The world we live in today where businesses are constantly evolving, billions of people and ‘things’ are always communicating, changing the way organizations and customers interact with each other and the environment around them. Data comes from different geographical locations and across multiple channels. Managing this explosion of high-velocity dynamic data while maintaining customer privacy is a challenge with legacy systems to say the least. That said, data is therefore of paramount importance for any organization large or small.
The solution to support rapidly growing applications is to scale horizontally by adding servers instead of concentrating more capacity in a single server. NoSQL databases, on the other hand, usually support auto-sharding, meaning that they natively and automatically spread data across an arbitrary number of servers, without requiring the application to even be aware of the composition of the server pool. Data and query load are automatically balanced across servers, and when a server goes down, it can be quickly and transparently replaced with no application disruption. This is especially an ideal situation for web applications.
While it is true that NoSQL databases lack transaction support and semantics database element that offers guarantees about data consistency and persistence. This is a solid tradeoff based on MongoDB’s goal of being simple, fast, and scalable. Once you leave those heavyweight features at the door, it becomes much easier to scale horizontally.
Some of the big 20 companies such as Google, Facebook, LinkedIn use NoSQL databases and it fits very well with their business model. That said, MongoDB has truly become a global company with over 50,000 members, 100 User Groups all around the world. As it stands right now, MongoDB has 29 offices in 14 different countries with over 3000 customers.
What’s in MongoDB
- Key-values stores (JSON like syntax i.e. key/value pairs)
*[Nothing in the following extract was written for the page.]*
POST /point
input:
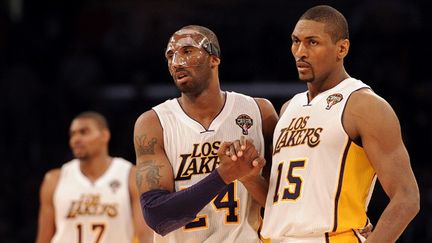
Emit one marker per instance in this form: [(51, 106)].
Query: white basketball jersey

- Column Family Stores (hierarchical schemas)
- Document Databases
- Multi-nested data
- High velocity data coming at a very high rate of speed
- Graph Databases
- Unstructured data and by not enforcing transactional consistency
- Document oriented databases are schema-agnostic. This allows for agility and highly iterative development
- Durability when used in tandem with at least three servers (minimum)
- Profiling Queries
Types of NoSQL Databases
- MongoDB & Redis (key-value stores)
- Cassandra & Hbase, Hypertable (wide-column stores are optimized for queries over large datasets)
- Neo4, Infinite Graph, OrientDB, FlockDB (mainly used for storing data about networks, social connections et al.)
Is MongoDB the Right Choice?
While it’s all fine and dandy to jump to this new shiny NoSQL database, but you ought to step back and ask yourself the following questions:
- What are some of characteristics of my data?
- What are the business needs of my data?
- Am I required to query across multiple tables and possibly across multiple databases?
- Do I need my data to be transactional?
There’s no question, when compared to relational databases, NoSQL databases are more scalable and provide superior performance. Following are some of its benefits:
- Speed and large volumes of rapidly changing structure, semi-structure and unstructured data
- Open source, hence mostly Free
- Object-oriented programming that is easy to use and flexible
- Simplicity (with virtually no complex rules i.e. tables, relationships and less Object-Relational impedance mismatch
- Geographically distributed scale-out architecture instead of expensive, monolithic architecture
MongoDB uses an open data forma called BSON which is similar to the JSON format. The BSON data format was developed by the MongoDB team. This format is special in that it facilitates searching of documents rapidly including the ability to add types for handling binary data. MongoDB stores data in BSON documents which is self-contained.
Relational databases are designed to scale vertically, in that a single server has to host the entire database to ensure acceptable performance for cross-table joins and transactions. This can become an expensive proposition while placing limits on scale. The solution to support rapidly growing applications is to scale horizontally, by adding servers or cloud instances instead of concentrating more capacity in a single server.